A recent opinion by the Delaware Supreme Court emphasizes the need for boards of directors to be aware of close interpersonal relationships between their directors and any party with a financial stake in a contemplated transaction. Indeed, the court’s decision in Delaware County Employees Retirement Fund v. Sanchez, No. 702, 2014 (Del. Oct. 2, 2015), held that a director’s close, personal friendship with an interested party could have the effect of “compromising a director’s independence,” and found that derivative stockholder plaintiffs adequately pleaded facts supporting a pleading-stage inference that a director lacked independence from an interested party because the director had been a close friend of the interested party for over 50 years and was employed by an insurance company over which the interested party had substantial control.
Background
The derivative lawsuit in Sanchez arose out of a transaction between Sanchez Resources LLC, a private company wholly owned by A.R. Sanchez Jr. and certain of his family members, and Sanchez Energy Corp., a public corporation of which Sanchez and his family members, together, constituted the largest stockholder.

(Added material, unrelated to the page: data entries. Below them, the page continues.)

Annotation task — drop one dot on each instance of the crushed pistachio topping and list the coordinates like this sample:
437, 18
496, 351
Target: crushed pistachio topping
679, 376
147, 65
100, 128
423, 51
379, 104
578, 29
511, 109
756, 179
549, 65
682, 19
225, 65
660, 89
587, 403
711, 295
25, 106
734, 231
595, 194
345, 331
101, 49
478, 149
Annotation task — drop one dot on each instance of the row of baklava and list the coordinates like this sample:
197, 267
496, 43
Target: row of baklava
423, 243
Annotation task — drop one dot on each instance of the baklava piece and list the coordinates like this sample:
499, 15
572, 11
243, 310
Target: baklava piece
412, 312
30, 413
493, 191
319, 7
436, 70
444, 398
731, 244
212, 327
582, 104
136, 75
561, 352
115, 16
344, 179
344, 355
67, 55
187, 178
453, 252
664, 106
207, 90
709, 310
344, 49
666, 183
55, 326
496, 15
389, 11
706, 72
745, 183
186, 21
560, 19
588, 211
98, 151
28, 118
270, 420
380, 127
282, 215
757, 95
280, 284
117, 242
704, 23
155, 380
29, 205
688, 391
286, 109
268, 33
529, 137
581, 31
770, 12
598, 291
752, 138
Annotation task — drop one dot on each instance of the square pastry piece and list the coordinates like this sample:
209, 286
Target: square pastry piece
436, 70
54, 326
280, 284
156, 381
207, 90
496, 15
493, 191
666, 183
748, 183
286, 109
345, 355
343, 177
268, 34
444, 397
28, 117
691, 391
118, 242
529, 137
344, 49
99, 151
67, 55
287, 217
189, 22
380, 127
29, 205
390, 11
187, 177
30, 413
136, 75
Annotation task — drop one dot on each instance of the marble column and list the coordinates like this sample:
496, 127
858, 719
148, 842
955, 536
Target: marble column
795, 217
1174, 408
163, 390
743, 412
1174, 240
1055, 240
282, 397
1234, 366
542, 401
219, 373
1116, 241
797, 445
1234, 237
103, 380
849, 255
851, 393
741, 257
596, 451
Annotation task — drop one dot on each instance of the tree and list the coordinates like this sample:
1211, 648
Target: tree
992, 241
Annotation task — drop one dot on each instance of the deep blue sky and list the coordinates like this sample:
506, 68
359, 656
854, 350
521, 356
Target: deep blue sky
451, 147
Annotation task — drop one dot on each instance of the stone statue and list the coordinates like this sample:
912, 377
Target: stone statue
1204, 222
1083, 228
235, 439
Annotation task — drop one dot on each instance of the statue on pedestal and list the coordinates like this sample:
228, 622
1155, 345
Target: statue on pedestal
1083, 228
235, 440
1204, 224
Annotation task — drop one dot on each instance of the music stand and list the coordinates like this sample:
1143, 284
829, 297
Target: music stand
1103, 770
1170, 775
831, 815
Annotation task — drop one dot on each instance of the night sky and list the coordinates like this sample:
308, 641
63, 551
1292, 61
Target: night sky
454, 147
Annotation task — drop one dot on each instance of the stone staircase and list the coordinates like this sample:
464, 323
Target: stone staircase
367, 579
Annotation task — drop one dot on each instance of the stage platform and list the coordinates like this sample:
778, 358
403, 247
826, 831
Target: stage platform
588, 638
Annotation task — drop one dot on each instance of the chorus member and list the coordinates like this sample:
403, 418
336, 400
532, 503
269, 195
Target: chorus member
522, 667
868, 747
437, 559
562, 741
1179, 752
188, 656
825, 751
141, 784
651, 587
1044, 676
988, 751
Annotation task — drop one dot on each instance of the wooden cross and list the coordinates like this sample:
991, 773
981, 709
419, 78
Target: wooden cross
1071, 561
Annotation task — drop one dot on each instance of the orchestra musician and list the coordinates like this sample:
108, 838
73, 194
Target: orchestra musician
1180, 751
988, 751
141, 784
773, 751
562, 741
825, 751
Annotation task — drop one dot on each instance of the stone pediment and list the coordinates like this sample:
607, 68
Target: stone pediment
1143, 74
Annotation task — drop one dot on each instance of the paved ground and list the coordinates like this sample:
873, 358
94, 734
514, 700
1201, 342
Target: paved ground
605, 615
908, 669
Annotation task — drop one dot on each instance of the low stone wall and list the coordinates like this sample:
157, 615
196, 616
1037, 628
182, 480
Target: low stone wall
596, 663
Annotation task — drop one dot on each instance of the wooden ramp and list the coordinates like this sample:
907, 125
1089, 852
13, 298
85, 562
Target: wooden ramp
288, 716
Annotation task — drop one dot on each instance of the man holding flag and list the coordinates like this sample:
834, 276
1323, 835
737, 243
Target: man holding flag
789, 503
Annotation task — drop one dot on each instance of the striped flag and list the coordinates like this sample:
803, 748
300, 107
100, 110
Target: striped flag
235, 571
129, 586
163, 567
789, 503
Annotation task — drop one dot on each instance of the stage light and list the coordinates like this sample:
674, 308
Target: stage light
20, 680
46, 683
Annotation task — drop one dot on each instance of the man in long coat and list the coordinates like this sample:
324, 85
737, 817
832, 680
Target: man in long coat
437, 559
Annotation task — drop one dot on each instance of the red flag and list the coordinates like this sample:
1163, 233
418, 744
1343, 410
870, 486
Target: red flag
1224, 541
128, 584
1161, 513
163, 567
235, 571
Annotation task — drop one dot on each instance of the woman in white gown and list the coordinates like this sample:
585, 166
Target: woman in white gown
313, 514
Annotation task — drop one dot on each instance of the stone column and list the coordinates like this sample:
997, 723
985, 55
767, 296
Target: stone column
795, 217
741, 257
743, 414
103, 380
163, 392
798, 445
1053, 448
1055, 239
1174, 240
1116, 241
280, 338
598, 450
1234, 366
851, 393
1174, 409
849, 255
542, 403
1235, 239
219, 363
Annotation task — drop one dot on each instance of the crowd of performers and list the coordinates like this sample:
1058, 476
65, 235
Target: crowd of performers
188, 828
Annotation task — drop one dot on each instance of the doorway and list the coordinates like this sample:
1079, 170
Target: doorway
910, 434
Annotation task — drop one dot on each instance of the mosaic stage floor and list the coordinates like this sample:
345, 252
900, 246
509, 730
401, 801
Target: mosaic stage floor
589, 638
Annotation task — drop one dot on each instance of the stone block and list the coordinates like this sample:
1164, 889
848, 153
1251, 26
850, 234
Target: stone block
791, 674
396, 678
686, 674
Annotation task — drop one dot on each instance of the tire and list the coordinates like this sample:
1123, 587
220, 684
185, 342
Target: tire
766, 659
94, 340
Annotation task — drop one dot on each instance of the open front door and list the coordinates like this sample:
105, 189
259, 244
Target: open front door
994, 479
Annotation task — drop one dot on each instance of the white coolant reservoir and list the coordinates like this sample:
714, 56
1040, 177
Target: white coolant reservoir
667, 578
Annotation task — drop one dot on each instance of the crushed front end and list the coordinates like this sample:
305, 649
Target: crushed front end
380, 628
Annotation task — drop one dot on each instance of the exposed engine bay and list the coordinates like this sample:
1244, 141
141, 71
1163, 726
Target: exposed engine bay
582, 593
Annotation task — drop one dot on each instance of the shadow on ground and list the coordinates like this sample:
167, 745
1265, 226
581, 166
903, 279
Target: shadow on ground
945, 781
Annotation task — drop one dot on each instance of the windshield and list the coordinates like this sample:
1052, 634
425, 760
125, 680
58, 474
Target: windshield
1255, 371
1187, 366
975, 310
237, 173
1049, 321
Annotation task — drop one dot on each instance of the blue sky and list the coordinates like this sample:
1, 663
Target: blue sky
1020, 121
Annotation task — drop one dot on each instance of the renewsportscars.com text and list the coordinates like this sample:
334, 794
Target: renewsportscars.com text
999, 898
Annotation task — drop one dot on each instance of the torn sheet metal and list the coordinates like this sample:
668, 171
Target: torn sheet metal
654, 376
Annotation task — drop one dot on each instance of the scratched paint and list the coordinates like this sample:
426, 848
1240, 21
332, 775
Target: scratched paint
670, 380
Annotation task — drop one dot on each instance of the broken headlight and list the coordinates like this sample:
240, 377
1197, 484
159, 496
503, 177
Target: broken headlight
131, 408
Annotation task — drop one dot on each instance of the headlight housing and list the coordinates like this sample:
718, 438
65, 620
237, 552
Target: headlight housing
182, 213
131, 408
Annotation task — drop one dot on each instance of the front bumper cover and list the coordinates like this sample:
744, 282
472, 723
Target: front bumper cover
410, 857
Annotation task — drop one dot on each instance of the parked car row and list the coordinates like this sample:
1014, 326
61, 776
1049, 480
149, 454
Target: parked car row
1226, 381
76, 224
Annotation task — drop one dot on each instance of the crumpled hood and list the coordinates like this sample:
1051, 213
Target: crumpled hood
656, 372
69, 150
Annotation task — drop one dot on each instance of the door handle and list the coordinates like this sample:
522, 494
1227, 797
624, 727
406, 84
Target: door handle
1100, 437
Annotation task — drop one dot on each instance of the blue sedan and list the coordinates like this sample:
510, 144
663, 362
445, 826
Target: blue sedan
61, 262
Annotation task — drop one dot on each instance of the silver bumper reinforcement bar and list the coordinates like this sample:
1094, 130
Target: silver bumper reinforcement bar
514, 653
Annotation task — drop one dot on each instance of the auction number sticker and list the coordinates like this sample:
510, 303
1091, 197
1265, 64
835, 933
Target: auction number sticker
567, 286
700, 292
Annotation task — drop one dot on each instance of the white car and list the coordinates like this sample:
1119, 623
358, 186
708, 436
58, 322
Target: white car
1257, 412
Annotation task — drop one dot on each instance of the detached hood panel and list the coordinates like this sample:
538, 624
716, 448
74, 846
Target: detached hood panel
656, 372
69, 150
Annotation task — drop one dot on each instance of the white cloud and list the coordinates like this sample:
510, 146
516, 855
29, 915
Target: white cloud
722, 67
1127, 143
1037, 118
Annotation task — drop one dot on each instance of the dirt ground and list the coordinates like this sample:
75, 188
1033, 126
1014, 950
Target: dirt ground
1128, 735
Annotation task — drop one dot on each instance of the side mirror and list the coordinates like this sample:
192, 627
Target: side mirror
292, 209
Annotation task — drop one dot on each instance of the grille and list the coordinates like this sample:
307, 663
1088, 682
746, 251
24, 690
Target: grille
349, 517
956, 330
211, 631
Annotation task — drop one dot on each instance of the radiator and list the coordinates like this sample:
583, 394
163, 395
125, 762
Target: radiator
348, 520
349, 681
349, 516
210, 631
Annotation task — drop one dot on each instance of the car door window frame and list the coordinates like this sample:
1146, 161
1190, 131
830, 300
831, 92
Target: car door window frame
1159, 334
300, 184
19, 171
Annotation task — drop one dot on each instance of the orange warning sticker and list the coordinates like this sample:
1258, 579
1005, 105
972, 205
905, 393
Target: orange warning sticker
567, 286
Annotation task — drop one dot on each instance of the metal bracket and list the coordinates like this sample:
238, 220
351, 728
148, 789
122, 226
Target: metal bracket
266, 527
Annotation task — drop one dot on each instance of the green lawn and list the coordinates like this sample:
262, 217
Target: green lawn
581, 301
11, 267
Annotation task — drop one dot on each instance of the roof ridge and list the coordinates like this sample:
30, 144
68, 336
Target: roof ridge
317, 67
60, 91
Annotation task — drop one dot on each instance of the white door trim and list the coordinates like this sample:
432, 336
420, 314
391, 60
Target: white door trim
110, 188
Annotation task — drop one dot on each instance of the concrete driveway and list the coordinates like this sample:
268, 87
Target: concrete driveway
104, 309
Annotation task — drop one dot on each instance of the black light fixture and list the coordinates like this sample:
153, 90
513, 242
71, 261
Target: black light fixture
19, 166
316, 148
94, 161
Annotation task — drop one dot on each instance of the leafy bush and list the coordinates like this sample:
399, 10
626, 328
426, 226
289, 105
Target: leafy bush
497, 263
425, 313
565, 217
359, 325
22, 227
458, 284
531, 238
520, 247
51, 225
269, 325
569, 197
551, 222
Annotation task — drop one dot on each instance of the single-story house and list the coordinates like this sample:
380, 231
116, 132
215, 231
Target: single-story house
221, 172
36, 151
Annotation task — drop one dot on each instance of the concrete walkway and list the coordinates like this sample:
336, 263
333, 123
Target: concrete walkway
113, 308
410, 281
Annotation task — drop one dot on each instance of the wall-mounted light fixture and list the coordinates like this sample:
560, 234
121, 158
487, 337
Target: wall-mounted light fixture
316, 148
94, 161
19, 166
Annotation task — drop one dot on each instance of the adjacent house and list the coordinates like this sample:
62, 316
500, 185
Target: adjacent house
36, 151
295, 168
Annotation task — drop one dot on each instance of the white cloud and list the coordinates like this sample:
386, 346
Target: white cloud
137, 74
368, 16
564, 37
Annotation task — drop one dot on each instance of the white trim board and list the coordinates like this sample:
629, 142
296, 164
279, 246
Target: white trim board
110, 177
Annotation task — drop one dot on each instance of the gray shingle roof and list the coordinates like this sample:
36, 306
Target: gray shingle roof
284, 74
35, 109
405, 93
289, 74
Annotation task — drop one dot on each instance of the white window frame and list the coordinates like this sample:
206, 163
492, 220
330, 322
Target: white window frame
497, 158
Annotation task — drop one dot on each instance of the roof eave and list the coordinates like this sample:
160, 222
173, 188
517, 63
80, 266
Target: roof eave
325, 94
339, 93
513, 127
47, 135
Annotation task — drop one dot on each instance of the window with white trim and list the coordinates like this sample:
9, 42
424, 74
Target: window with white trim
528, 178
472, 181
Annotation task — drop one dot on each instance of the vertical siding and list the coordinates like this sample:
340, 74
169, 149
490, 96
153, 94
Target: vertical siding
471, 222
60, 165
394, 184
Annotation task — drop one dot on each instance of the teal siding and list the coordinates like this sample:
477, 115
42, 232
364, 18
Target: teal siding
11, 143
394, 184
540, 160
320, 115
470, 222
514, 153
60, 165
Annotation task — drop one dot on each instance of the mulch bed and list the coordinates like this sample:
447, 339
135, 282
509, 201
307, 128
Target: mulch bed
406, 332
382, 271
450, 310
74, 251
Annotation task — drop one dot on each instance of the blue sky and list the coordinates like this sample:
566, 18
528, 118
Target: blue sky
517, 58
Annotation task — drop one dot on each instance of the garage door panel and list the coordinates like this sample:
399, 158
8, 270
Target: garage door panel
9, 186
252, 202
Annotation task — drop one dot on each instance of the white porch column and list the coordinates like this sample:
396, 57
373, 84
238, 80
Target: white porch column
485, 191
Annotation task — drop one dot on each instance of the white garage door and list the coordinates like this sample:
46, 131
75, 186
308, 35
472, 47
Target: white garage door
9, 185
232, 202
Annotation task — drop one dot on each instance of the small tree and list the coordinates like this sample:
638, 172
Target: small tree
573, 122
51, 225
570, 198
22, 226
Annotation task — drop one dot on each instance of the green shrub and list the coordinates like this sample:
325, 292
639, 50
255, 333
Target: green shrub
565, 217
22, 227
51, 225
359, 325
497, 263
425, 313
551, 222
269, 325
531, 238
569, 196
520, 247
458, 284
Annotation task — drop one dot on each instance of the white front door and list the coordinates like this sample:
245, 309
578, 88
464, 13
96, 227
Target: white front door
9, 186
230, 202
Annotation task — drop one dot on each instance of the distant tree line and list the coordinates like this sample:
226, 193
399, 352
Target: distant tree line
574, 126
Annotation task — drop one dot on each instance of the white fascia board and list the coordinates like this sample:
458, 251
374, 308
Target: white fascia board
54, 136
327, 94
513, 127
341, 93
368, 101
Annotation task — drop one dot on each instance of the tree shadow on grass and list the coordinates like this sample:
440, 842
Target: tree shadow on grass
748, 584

As part of the transaction, Sanchez Energy agreed to pay Sanchez Resources $78 million to, among other things, purchase a private equity investor’s interest in Sanchez Resources, acquire an interest in certain properties with energy-producing potential, and facilitate the production of 80,000 acres of property. The stockholder plaintiffs brought suit derivatively on behalf of Sanchez Energy, alleging that the transaction unfairly benefited Sanchez Resources to the detriment of Sanchez Energy. The plaintiffs alleged they were not required to demand that the board of directors bring suit on behalf of Sanchez Energy because such a demand was futile and therefore excused because a majority of the board of directors was interested in the transaction or lacked independence.